The workshop is part of the broader IEEE Quantum Week program and will run alongside other sessions on quantum hardware, algorithms, and applications. It will be held in Toronto, Ontario, Canada, and is open to scholars and practitioners worldwide.

The workshop’s stated objective is to facilitate the exchange of ideas on using AI to address three core tasks in gate‑based quantum computing: circuit synthesis, circuit optimization, and circuit discovery. The organizers emphasize that AI‑driven approaches can help overcome the physical limitations of current quantum devices and accelerate the transition to a practical quantum utility era.

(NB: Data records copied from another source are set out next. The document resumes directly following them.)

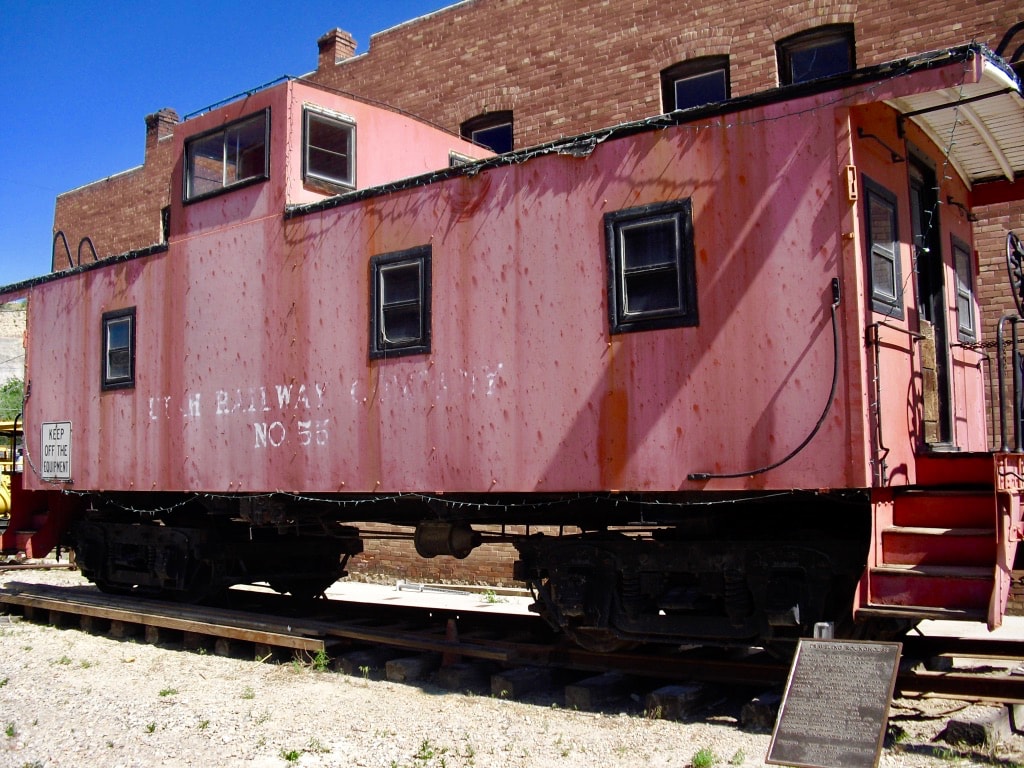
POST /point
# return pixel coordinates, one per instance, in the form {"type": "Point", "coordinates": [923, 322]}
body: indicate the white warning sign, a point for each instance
{"type": "Point", "coordinates": [56, 451]}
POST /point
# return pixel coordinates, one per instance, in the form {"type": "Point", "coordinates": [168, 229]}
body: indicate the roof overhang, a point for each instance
{"type": "Point", "coordinates": [978, 123]}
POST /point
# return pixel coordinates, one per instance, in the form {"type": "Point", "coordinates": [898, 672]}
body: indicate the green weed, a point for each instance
{"type": "Point", "coordinates": [704, 758]}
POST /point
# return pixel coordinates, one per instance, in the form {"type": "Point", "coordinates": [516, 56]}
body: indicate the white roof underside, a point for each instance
{"type": "Point", "coordinates": [983, 137]}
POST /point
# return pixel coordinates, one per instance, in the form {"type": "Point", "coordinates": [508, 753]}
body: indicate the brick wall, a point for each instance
{"type": "Point", "coordinates": [563, 67]}
{"type": "Point", "coordinates": [122, 212]}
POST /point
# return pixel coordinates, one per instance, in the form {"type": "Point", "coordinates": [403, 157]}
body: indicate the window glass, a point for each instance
{"type": "Point", "coordinates": [228, 157]}
{"type": "Point", "coordinates": [400, 322]}
{"type": "Point", "coordinates": [652, 270]}
{"type": "Point", "coordinates": [965, 291]}
{"type": "Point", "coordinates": [493, 130]}
{"type": "Point", "coordinates": [883, 245]}
{"type": "Point", "coordinates": [330, 143]}
{"type": "Point", "coordinates": [694, 83]}
{"type": "Point", "coordinates": [816, 53]}
{"type": "Point", "coordinates": [119, 349]}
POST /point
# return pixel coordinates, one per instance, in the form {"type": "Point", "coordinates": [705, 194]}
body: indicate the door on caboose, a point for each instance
{"type": "Point", "coordinates": [931, 306]}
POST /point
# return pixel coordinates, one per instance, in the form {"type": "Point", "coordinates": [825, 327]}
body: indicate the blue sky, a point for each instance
{"type": "Point", "coordinates": [77, 80]}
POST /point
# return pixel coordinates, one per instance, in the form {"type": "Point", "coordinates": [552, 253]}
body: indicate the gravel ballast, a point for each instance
{"type": "Point", "coordinates": [72, 698]}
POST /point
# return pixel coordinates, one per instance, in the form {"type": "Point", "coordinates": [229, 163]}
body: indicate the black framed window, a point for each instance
{"type": "Point", "coordinates": [964, 268]}
{"type": "Point", "coordinates": [816, 53]}
{"type": "Point", "coordinates": [493, 129]}
{"type": "Point", "coordinates": [231, 156]}
{"type": "Point", "coordinates": [694, 83]}
{"type": "Point", "coordinates": [882, 230]}
{"type": "Point", "coordinates": [400, 302]}
{"type": "Point", "coordinates": [651, 267]}
{"type": "Point", "coordinates": [119, 349]}
{"type": "Point", "coordinates": [329, 150]}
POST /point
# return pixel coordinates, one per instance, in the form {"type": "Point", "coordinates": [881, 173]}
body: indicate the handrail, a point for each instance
{"type": "Point", "coordinates": [873, 339]}
{"type": "Point", "coordinates": [1014, 321]}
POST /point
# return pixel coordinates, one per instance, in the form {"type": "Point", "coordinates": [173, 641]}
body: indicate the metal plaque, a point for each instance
{"type": "Point", "coordinates": [836, 706]}
{"type": "Point", "coordinates": [55, 464]}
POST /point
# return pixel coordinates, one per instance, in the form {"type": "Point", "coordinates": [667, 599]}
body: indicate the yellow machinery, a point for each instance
{"type": "Point", "coordinates": [10, 445]}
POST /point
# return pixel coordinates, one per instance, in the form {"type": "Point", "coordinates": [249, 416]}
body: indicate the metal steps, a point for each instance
{"type": "Point", "coordinates": [935, 548]}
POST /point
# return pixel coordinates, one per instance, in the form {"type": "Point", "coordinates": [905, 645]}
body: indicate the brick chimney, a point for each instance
{"type": "Point", "coordinates": [159, 125]}
{"type": "Point", "coordinates": [335, 46]}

The call for papers specifically seeks contributions that employ deep learning and reinforcement learning techniques for circuit synthesis, hardware‑aware optimization, and automated ansatz discovery. Recent research that aligns with these themes includes FlowQ‑Net, a generative framework that uses flow‑based models to produce efficient quantum circuits, and AlphaTensor‑Quantum, a deep reinforcement learning method that optimizes quantum circuits beyond existing techniques. Other works cited in the workshop description include studies on hardware‑aware quantum kernel design using graph neural networks and reinforcement‑learning agents that generate ansatzes for variational quantum algorithms.

Gate‑based quantum computing relies on sequences of quantum logic gates to implement algorithms. Optimizing these sequences for depth, gate count, and hardware constraints is essential for near‑term devices that suffer from noise and limited connectivity. AI methods that learn from large datasets of circuits or that explore the search space of gate sequences have shown promise in reducing circuit complexity and tailoring designs to specific device topologies. The workshop will therefore provide a forum for researchers to compare new AI techniques with traditional compiler and synthesis approaches.

The workshop has set several key dates for participants. Registration for the event closes on Friday, 19 June 2026. The call for papers deadline is Thursday, 9 July 2026, and the submission deadline is the same day. Authors wishing to present must submit their manuscripts by the submission deadline. Additional information and the full call for papers can be found on the workshop’s website.

As the quantum computing community seeks scalable solutions, the intersection of AI and quantum circuit design is gaining attention. The upcoming workshop will bring together researchers working on deep learning, reinforcement learning, generative models, and hardware‑aware optimization to discuss recent advances and identify future research directions. The outcomes of the workshop are expected to influence the development of next‑generation quantum compilers and hardware‑aware design tools, and to inform the broader IEEE Quantum Week agenda. The workshop will also host poster sessions and a keynote by a leading expert in quantum compilers.